Progress on Decadal Climate Prediction

Today’s tools would have foreseen warming slowdown

If today’s tools for multiyear climate forecasting had been available in the 1990s, they would have revealed that a slowdown in global warming was likely on the way, according to new research.

The analysis, led by NCAR’s Gerald Meehl, appears in the journal Nature Climate Change. It highlights the progress being made in decadal climate prediction, in which global models use the observed state of the world’s oceans and their influence on the atmosphere to predict how global climate will evolve over the next few years.

Such decadal forecasts, while still subject to large uncertainties, have emerged as a new area of climate science. This has been facilitated by the rapid growth in computing power available to climate scientists, along with the increased sophistication of global models and the availability of higher-quality observations of the climate system, particularly the ocean.

Although global temperatures remain close to record highs, they have shown little warming trend over the last 15 years, a phenomenon sometimes referred to as the “early-2000s hiatus”. Almost all of the heat trapped by additional greenhouse gases during this period has been shown to be going into the deeper layers of the world’s oceans.

The hiatus was not predicted by the average conditions simulated by earlier climate models because they were not configured to predict decade-by-decade variations.

However, to challenge the assumption that no climate model could have foreseen the hiatus, Meehl posed this question: “If we could be transported back to the 1990s with this new decadal prediction capability, a set of current models, and a modern-day supercomputer, could we simulate the hiatus?”

LOOKING AT YESTERDAY’S FUTURE WITH TODAY’S TOOLS

To answer this question, Meehl and colleagues applied contemporary models in a “hindcast” experiment using the new methods for decadal climate prediction. The models were started, or “initialized,” with particular past observed conditions in the climate system. The models then simulated the climate over previous time periods where the outcome is known.

The researchers drew on 16 models from research centers around the world that were assessed in the most recent report by the Intergovernmental Panel on Climate Change (IPCC). For each year from 1960 through 2005, these models simulated the state of the climate system over the subsequent 3-to-7-year period, including whether the global temperature would be warmer or cooler than it was in the preceding 15-year period.

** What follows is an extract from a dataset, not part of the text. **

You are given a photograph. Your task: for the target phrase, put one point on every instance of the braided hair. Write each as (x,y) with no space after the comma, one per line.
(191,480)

Starting in the late 1990s, the 3-to-7-year forecasts (averaged across each year’s set of models) consistently simulated the leveling of global temperature that was observed after the year 2000. (See image at bottom.) The models also produced the observed pattern of stronger trade winds and cooler-than-normal sea surface temperatures over the tropical Pacific. Aprevious study by Meehl and colleagues related the observed hiatus of globally averaged surface air temperature to this pattern, which is associated with enhanced heat storage in the subsurface Pacific and other parts of the deeper global oceans.

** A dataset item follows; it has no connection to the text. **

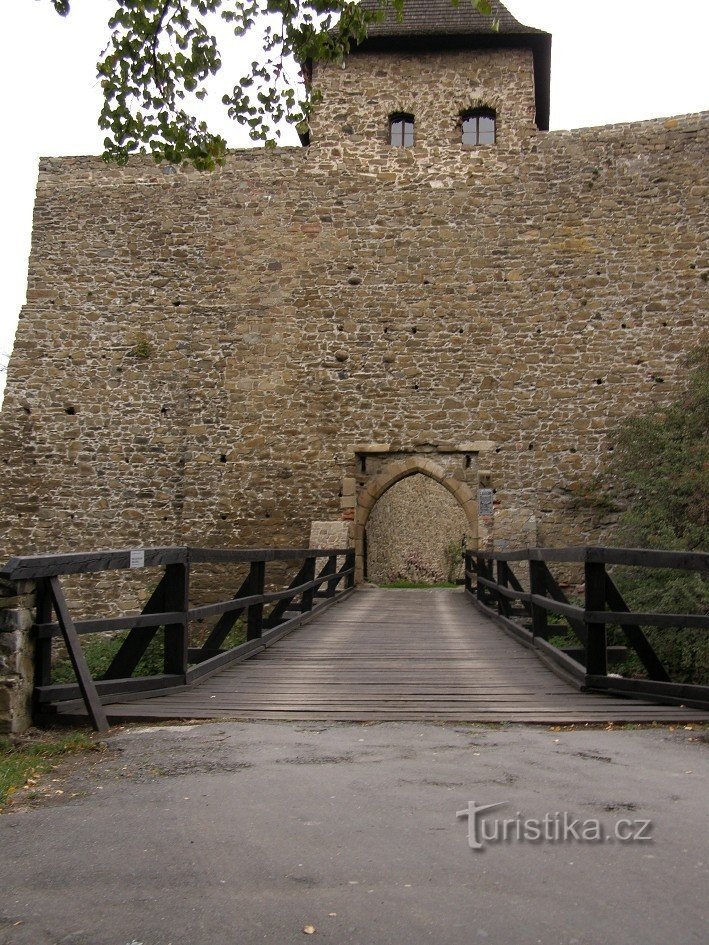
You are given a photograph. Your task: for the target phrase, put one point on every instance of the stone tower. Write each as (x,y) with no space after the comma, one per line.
(436,287)
(438,64)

Although scientists are continuing to analyze all the factors that might be driving the hiatus, the new study suggests that natural decade-to-decade climate variability is largely responsible.

As part of the same study, Meehl and colleagues analyzed a total of 262 model simulations, each starting in the 1800s and continuing to 2100, that were also assessed in the recent IPCC report. Unlike the short-term predictions that were regularly initialized with observations, these long-term “free-running” simulations did not begin with any particular observed climate conditions.

Such free-running simulations are typically averaged together to remove the influence of internal variability that occurs randomly in the models and in the observations. What remains is the climate system’s response to changing conditions such as increasing carbon dioxide.

However, the naturally occurring variability in 10 of those simulations happened, by chance, to line up with the internal variability that actually occurred in the observations. These 10 simulations each showed a hiatus much like what was observed from 2000 to 2013, even down to the details of the unusual state of the Pacific Ocean.

Meehl pointed out that there is no short-term predictive value in these simulations, since one could not have anticipated beforehand which of the simulations’ internal variability would match the observations.

“If we don’t incorporate current conditions, the models can’t tell us how natural variability will evolve over the next few years. However, when we do take into account the observed state of the ocean and atmosphere at the start of a model run, we can get a better idea of what to expect. This is why the new decadal climate predictions show promise,” said Meehl.

Decadal climate prediction could thus be applied to estimate when the hiatus in atmospheric warming may end. For example, the UK Met Office now issues a global forecast at the start of each year that extends out for a decade.

“There are indications from some of the most recent model simulations that the hiatus could end in the next few years,” Meehl added, “though we need to better quantify the reliability of the forecasts produced with this new technique.”